# taz.de -- Björn Höcke bricht ZDF-Interview ab: Die AfD gewinnt immer
       
       > Das Interview mit Björn Höcke ist ein Lehrstück für Gespräche mit
       > Politikern. Nur: Höcke ist kein normaler Politiker, das Format stößt an
       > eine Grenze.
       
 (IMG) Bild: Warum sollte man Höcke überhaupt noch interviewen? Es ist doch alles klar
       
       Es fällt nicht immer leicht, [1][die Wortwahl von Björn Höcke und die von
       Adolf Hitler zu unterscheiden]. Höcke, die Führerfigur des rechtsextremen
       „Flügels“ der AfD, hat sein Denken 2018 in dem Gesprächsband „Nie zweimal
       in denselben Fluss“ niedergelegt. Zwei Äußerungen aus dem Buch hat das ZDF
       einigen AfD-Bundestagsabgeordneten vorgelegt und sie gefragt, ob sie aus
       Hitlers Buch „Mein Kampf“ stammen oder eben von ihrem tatsächlichen
       Urheber. Keiner der Befragten wollte sich gegenüber dem Sender festlegen.
       
       Als der ZDF-Journalist David Gebhard Höcke vergangenen Mittwoch zum
       Interview trifft, spielt er Höcke die Antworten seiner Kollegen im
       Bundestag vor. „Genau, Herr Höcke, Ihre eigenen Leute können jetzt da nicht
       sagen, ob das noch Höcke oder schon Hitler ist. Was sagt das über Ihre
       Sprache aus?“, fragt Gebhard. Rund zehn Minuten dreht sich das Interview
       darum, inwiefern Höckes Wortwahl an NS-Terminologie erinnere.
       
       Dann unterbricht Höckes Pressesprecher Günther Lachmann das Interview: „Sie
       haben jetzt Herrn Höcke mit Fragen konfrontiert, die ihn stark
       emotionalisiert haben, und diese Emotionen möchte … glaube ich, sollte man
       so nicht im Fernsehen bringen.“ Dann fordert er, das komplette Interview zu
       wiederholen, damit Höcke wisse, auf welche Fragen er antworten müsse.
       
       Das ZDF hat das komplette Interview und die Diskussion mit dem
       Pressesprecher veröffentlicht. Gebhard verweigert die Wiederholung des
       Interviews, verweist darauf, dass das grundsätzlich nie gemacht werde.
       „Herr Lachmann, das Interview hatten wir besprochen. Ich hatte gesagt, es
       geht nicht um Thüringen. Es geht um die bundespolitische Bedeutung von
       Herrn Höcke.

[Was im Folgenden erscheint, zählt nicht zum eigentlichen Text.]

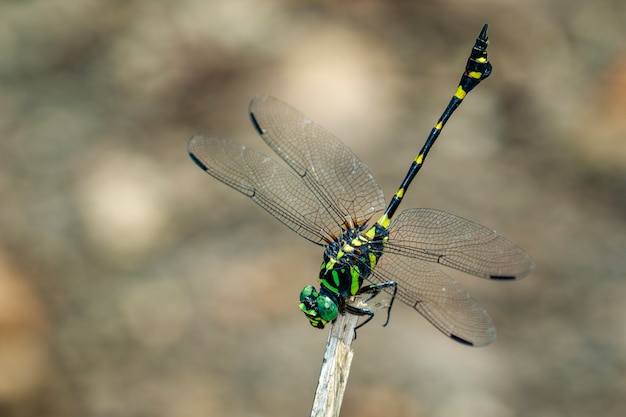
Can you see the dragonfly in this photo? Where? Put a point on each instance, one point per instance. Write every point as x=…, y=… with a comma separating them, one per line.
x=327, y=195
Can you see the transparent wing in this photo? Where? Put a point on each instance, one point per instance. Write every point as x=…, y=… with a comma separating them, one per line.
x=437, y=297
x=332, y=172
x=272, y=186
x=440, y=237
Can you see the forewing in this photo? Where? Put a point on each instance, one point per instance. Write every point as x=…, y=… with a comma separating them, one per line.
x=272, y=186
x=440, y=237
x=332, y=172
x=437, y=297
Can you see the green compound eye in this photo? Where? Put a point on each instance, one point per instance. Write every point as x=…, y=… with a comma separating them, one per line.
x=326, y=308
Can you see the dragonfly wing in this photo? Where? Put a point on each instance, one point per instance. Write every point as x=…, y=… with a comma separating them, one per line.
x=437, y=297
x=272, y=186
x=333, y=173
x=440, y=237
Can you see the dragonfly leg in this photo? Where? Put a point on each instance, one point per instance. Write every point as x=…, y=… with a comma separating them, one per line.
x=373, y=290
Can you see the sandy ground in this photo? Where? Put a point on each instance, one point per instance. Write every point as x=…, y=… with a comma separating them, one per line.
x=133, y=284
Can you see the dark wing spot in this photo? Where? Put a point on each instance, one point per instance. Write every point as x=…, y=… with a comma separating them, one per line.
x=198, y=162
x=462, y=341
x=502, y=277
x=256, y=124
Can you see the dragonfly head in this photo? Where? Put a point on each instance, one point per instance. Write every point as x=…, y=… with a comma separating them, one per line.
x=319, y=309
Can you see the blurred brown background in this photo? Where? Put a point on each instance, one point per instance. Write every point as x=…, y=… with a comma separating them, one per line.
x=133, y=284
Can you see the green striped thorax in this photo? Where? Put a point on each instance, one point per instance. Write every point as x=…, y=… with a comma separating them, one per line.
x=348, y=260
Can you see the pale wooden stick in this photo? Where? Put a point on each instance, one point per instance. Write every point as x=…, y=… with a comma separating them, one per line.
x=335, y=367
x=337, y=361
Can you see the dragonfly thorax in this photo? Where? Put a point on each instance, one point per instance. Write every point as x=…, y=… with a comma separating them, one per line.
x=348, y=260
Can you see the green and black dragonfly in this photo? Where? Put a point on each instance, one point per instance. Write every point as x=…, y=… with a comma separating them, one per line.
x=329, y=197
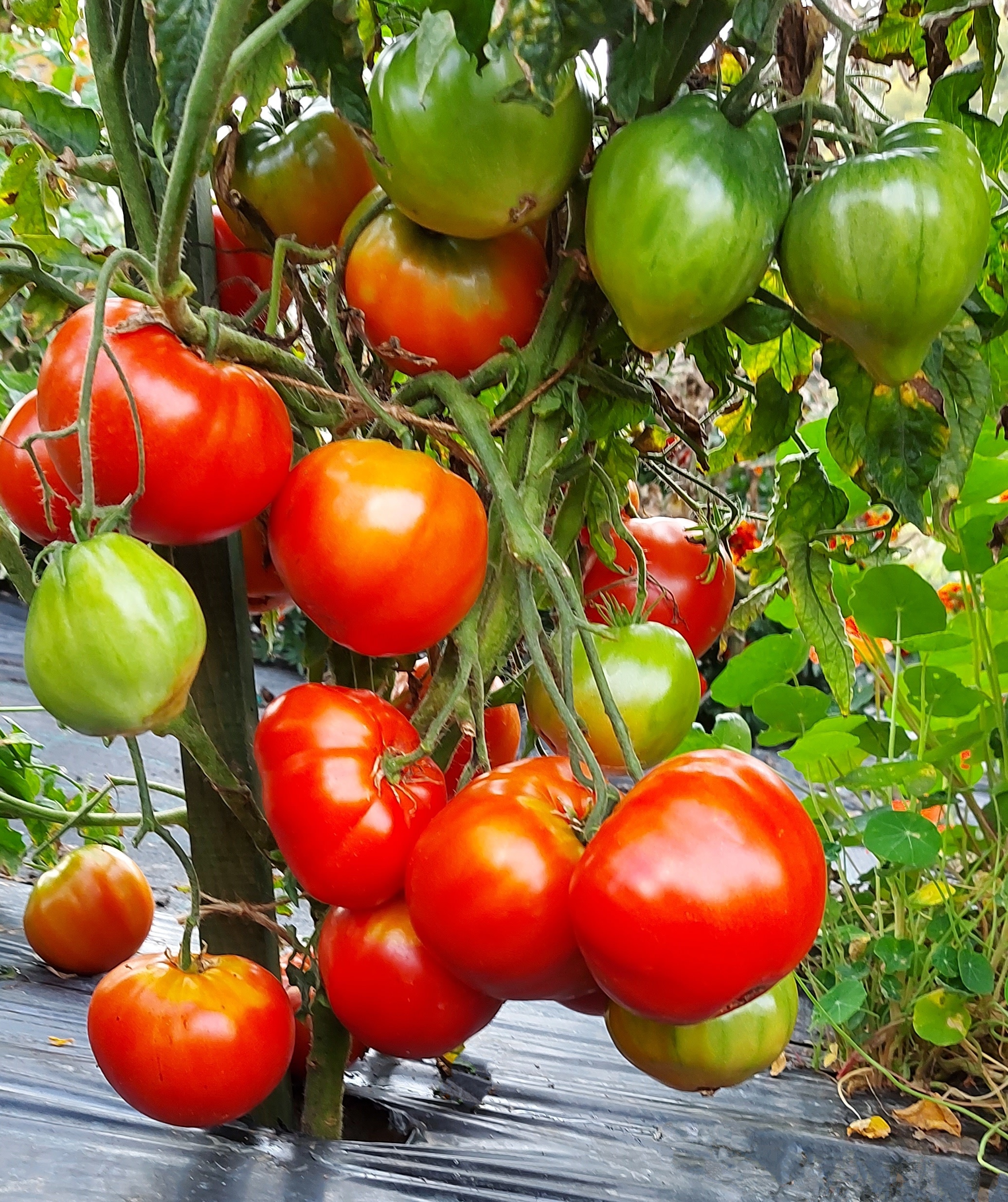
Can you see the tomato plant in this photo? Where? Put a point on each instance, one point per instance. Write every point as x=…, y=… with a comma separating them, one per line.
x=344, y=818
x=298, y=183
x=710, y=854
x=391, y=513
x=89, y=912
x=445, y=302
x=21, y=491
x=114, y=637
x=387, y=988
x=723, y=1051
x=220, y=1034
x=487, y=884
x=216, y=437
x=655, y=686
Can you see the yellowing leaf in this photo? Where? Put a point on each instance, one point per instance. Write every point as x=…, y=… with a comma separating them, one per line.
x=875, y=1128
x=929, y=1116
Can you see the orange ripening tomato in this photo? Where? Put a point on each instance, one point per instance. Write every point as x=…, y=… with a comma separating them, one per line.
x=488, y=883
x=89, y=912
x=387, y=988
x=382, y=548
x=704, y=888
x=243, y=274
x=446, y=302
x=344, y=827
x=679, y=594
x=216, y=437
x=264, y=587
x=21, y=492
x=193, y=1047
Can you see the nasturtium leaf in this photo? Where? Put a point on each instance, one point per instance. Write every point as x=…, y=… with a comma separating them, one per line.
x=771, y=660
x=892, y=601
x=976, y=973
x=912, y=778
x=941, y=1019
x=902, y=838
x=843, y=1002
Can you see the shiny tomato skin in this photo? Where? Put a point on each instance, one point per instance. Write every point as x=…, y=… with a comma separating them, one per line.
x=350, y=530
x=449, y=301
x=723, y=1051
x=216, y=437
x=90, y=911
x=388, y=990
x=503, y=727
x=194, y=1049
x=678, y=595
x=344, y=829
x=21, y=493
x=264, y=587
x=488, y=883
x=704, y=888
x=303, y=183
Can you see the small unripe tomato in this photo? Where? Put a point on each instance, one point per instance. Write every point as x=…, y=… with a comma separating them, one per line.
x=89, y=912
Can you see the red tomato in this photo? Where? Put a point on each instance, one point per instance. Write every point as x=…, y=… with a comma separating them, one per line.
x=344, y=827
x=193, y=1047
x=488, y=883
x=352, y=528
x=676, y=581
x=503, y=725
x=21, y=493
x=702, y=890
x=89, y=912
x=264, y=586
x=447, y=301
x=242, y=273
x=387, y=988
x=216, y=436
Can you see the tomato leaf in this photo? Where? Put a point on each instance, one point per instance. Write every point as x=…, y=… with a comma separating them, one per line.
x=53, y=116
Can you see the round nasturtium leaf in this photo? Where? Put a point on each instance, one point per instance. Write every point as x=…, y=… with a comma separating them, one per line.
x=941, y=1017
x=892, y=601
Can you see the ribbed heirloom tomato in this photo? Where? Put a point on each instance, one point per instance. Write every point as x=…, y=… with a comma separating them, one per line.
x=703, y=889
x=21, y=493
x=382, y=548
x=488, y=883
x=302, y=183
x=682, y=592
x=387, y=988
x=447, y=301
x=216, y=437
x=344, y=825
x=90, y=911
x=194, y=1047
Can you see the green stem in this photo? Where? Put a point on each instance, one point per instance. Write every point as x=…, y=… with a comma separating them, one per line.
x=118, y=119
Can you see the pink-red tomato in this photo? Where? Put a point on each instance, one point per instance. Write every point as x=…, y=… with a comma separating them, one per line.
x=488, y=883
x=382, y=548
x=704, y=889
x=89, y=912
x=344, y=826
x=387, y=988
x=216, y=437
x=21, y=492
x=194, y=1047
x=679, y=593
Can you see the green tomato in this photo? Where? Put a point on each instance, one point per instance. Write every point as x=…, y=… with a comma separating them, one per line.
x=720, y=1052
x=654, y=681
x=886, y=247
x=684, y=213
x=457, y=159
x=114, y=637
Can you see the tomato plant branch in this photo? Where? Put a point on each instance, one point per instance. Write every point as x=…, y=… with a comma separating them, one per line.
x=117, y=116
x=152, y=824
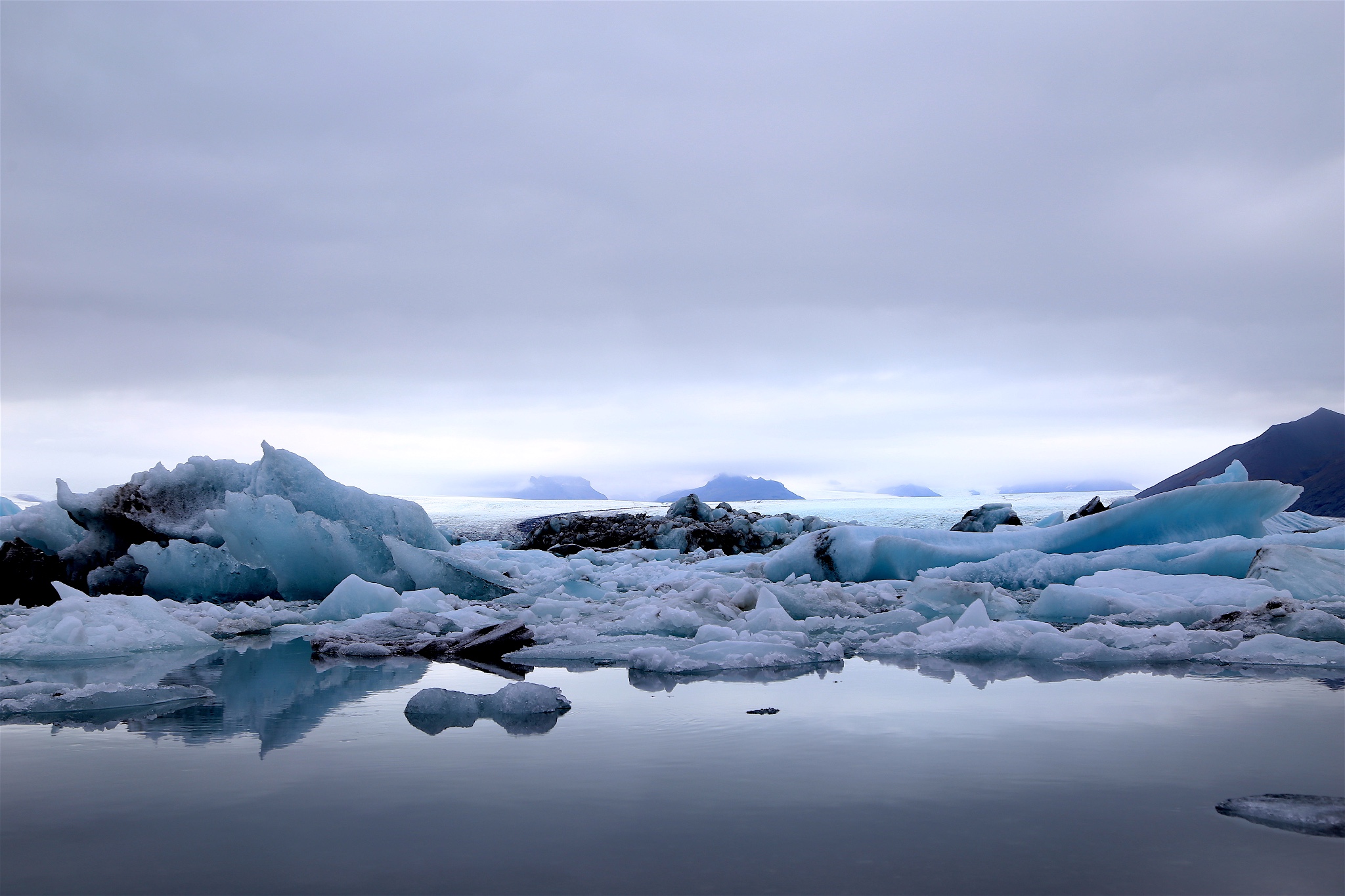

Es geht um seine Sprache und sein Politikverständnis. Und da
       sind wir gerade dabei“, sagt Gebhard.
       
       ## Höcke droht
       
       Höcke schimpft, das Interview sei eine „Verhörsituation“. Kurz darauf sagt
       er: „Passen Sie auf. Wir beenden das Interview. Wir wissen nicht, was
       kommt. Dann ist klar, dass es mit mir kein Interview mehr für Sie geben
       wird.“ Als Gebhard fragt, ob das eine Drohung sei, erwiderte Höcke, es sei
       „nur eine Aussage, weil ich auch nur ein Mensch bin“. Auf weitere Nachfrage
       erklärt Höcke: „Vielleicht werde ich auch mal eine interessante
       persönliche, politische Person in diesem Lande. Könnte doch sein.“
       
       Man komme in den sensiblen Bereich der Pressefreiheit, wenn man die Fragen
       so oft stellen solle, bis Höcke mit den Antworten zufrieden sei, versucht
       Gebhard zu erklären. Das ZDF spricht von einer Drohung.
       
       [2][Das vom ZDF veröffentliche und ungeschnittene Video] ist ein wichtiges
       Dokument, ein Lehrstück. Gebhard lässt sich an keiner Stelle beirren,
       bleibt hartnäckig, hat gut recherchiert, ist schlagfertig, lässt sich nicht
       auf Provokationen ein, bleibt auch in der eskalierenden Situationen
       souverän. Es ist ein hartes Interview nach allen Regeln der Kunst. Genau so
       muss man Politiker in die Mangel nehmen.
       
       Dieses Interviewfragment kann nicht nur als Unterrichtsmaterial für den
       Politikunterricht, sondern auch für Seminare an Journalistenschulen
       hilfreich sein. Man könnte anhand dieses Videos über Interviewtechniken
       diskutieren, über das Verhalten in Konfliktsituationen mit dem
       Interviewpartner oder auch über Sinn und Unsinn von Autorisierungen.
       
       ## Kein normaler Politiker
       
       Wenn Interviews einen Gewinner hätten, dann wäre der demokratischen
       Öffentlichkeit klar, wer aus der am Sonntag ausgestrahlten Situation
       siegreich hervorgegangen wäre, der um Aufklärung bemühte Journalist oder
       der ums in Szene setzen bemühte Politiker. Es gibt dabei nur einen Haken.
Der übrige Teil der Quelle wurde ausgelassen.